G7サミット(主要7か国首脳会談)が、6月26日にドイツ南部エルマウで開幕した。世界経済が抱える喫緊の課題は、エネルギー価格高騰、食料価格高騰と新興国での食料危機への対応である。いずれもウクライナ問題と対ロ経済制裁が深く関わる問題だ。そして、それらへの対応は、先進国のみならず主要新興国との協調体制のもとで初めて有効となるだろう。

しかし、ロシアのウクライナ侵攻、先進国による対ロ制裁を契機に、先進国と新興国との間には一気に軋轢が強まっている。そのため、G7は有効な対策を打ち出すことが難しくなっており、この点は今回のG7サミットでも改めて浮き彫りとなっているのではないか。
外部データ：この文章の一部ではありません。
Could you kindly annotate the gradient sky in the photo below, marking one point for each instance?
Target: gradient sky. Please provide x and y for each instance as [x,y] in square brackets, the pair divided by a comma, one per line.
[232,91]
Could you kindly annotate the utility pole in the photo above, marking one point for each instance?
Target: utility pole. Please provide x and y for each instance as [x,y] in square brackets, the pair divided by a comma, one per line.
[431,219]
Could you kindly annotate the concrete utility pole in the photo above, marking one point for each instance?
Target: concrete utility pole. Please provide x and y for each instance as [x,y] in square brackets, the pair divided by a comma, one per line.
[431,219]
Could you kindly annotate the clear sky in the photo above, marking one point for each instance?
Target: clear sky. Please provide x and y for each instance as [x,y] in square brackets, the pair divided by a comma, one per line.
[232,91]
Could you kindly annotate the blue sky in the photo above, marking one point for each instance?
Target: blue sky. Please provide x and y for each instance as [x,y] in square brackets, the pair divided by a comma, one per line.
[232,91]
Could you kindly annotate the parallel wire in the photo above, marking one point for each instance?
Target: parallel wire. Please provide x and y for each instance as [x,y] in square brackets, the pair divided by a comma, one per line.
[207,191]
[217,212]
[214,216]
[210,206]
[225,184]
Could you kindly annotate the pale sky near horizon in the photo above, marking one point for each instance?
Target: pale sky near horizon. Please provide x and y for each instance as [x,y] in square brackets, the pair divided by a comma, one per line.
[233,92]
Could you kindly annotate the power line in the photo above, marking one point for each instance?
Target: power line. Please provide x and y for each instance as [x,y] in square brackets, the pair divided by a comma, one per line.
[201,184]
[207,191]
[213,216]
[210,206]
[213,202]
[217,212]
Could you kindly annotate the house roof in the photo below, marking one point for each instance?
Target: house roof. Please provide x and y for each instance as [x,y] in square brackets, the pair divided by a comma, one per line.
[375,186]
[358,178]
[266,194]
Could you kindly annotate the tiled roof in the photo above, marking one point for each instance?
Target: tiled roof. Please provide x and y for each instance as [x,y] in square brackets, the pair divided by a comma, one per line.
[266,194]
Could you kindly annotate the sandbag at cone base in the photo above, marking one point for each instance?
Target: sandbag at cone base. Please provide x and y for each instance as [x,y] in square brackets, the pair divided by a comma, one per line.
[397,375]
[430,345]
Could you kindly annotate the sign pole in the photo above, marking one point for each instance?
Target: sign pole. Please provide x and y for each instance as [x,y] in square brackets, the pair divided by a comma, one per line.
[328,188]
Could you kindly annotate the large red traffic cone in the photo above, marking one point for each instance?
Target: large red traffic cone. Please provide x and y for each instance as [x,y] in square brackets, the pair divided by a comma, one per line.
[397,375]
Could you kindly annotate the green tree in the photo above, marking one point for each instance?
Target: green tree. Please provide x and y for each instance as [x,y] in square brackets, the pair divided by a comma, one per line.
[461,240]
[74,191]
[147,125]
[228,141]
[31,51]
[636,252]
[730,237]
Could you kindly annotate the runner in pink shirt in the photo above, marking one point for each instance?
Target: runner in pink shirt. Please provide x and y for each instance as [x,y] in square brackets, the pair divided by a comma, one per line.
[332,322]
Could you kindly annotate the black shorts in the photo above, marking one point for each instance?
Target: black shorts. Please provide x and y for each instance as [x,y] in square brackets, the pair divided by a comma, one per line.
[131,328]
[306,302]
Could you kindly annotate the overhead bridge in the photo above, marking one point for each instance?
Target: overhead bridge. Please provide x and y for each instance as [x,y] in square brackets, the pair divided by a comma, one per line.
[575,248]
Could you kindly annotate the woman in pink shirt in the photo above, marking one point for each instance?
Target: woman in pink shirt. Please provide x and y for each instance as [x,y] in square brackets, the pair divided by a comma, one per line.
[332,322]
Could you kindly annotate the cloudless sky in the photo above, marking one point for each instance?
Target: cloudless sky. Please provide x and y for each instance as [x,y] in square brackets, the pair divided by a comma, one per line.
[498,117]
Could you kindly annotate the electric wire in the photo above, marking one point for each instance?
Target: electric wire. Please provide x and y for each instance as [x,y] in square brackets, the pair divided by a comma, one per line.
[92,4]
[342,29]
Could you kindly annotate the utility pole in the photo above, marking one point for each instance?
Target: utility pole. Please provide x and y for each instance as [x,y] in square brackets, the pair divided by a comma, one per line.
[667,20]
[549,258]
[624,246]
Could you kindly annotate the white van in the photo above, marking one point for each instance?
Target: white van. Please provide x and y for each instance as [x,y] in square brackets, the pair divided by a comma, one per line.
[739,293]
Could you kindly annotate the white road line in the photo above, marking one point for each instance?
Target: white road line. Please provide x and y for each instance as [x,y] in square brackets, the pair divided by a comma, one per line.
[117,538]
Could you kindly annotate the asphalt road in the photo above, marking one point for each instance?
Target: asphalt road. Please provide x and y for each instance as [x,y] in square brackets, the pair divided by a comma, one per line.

例えば、ウクライナ産の小麦に依存するアフリカ・中東諸国の国々は、価格高騰のみならず、戦争の影響でウクライナ産の小麦の入手が難しくなっている。そうしたもとで、多くの国が輸出制限を実施していることが、食料危機をより深刻化させているのである。

国際食料政策研究所(ワシントン)によると、ウクライナ侵攻以降、新興国を中心に合計26か国が食料や肥料に対して全面的な禁止措置のほか、税制措置や特別認可制度などの輸出制限を導入している(コラム「ウクライナ問題は空前の食料危機と貧困・飢餓問題に発展」、2022年6月17日)。しかしこうした問題への対応は、先進国の集まりである今回のG7サミットでは、議論の中心とはなっていない。

また、以下に見るように、G7サミットではバイデン米大統領が途上国へのインフラ整備支援を打ち出したが、これは、中国の「一帯一路戦略」に対抗するものだ。世界経済が抱える課題に対応するというよりも、先進国の利害に強く関わる政策だ。

世界のリーダー達が、国を超えて世界全体が抱える諸問題への対応を推進する、という本来のG7の意義は後退してしまっているのではないか。

対ロシア追加制裁措置を発動へ

G7サミットでは、対ロ追加制裁が議論されている。ブルームバーグによると、(1)ロシア向けの信託や会計、監査などのサービス提供の禁止、(2)ロシアの約70の個人・団体の資産凍結を追加、(3)軍事関連団体への輸出禁止の拡大、などが議論されているという。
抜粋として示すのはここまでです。